Change begins with us and as men we have an obligation to speak out. More importantly, we have an obligation to listen, to learn more about this problem, and if a woman trusts us enough to tell us her story, to listen and affirm her experience, to be non-judgmental, supportive, and if she requests, to enable her to obtain the help she seeks. We need to learn why men learn violence as a way of expressing their masculinity. We need to challenge sexist language and jokes that degrade women – to challenge other men, to let them know that derogatory comments are “not on.” If we ourselves have committed an act of violence, we need to get help. We need to be aware of sexual harassment in our workplaces and our schools, and dedicate our attention, like at Mitzvah Day to providing support for services like safe houses, rape crisis centers, counseling services, and legal aid clinics, like the Center for Hope and Safety in Hackensack, and Project SARAH, an organization dedicated to stopping abusive relationships at home. The White Ribbon Foundation explains, “We must teach our children, by example, that all forms of violence are unacceptable; that for boys to become men, they do not need to control or dominate women, men, or children.”

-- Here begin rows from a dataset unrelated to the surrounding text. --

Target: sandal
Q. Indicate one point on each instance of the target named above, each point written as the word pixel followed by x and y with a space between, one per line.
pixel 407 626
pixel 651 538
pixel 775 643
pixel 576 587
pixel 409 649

For each person who pledges never to commit or condone an act of violence against a woman, we are making strides in the right direction, strides that will help us to end the feelings of betrayal, abandonment, fear, and shame, strides that will help us put an end to violence. We have a duty – to be loving, and gentle, supportive and compassionate. And we have a duty – to speak out, to let our voices be heard. For we cannot ever afford to remain silent while others around us are suffering.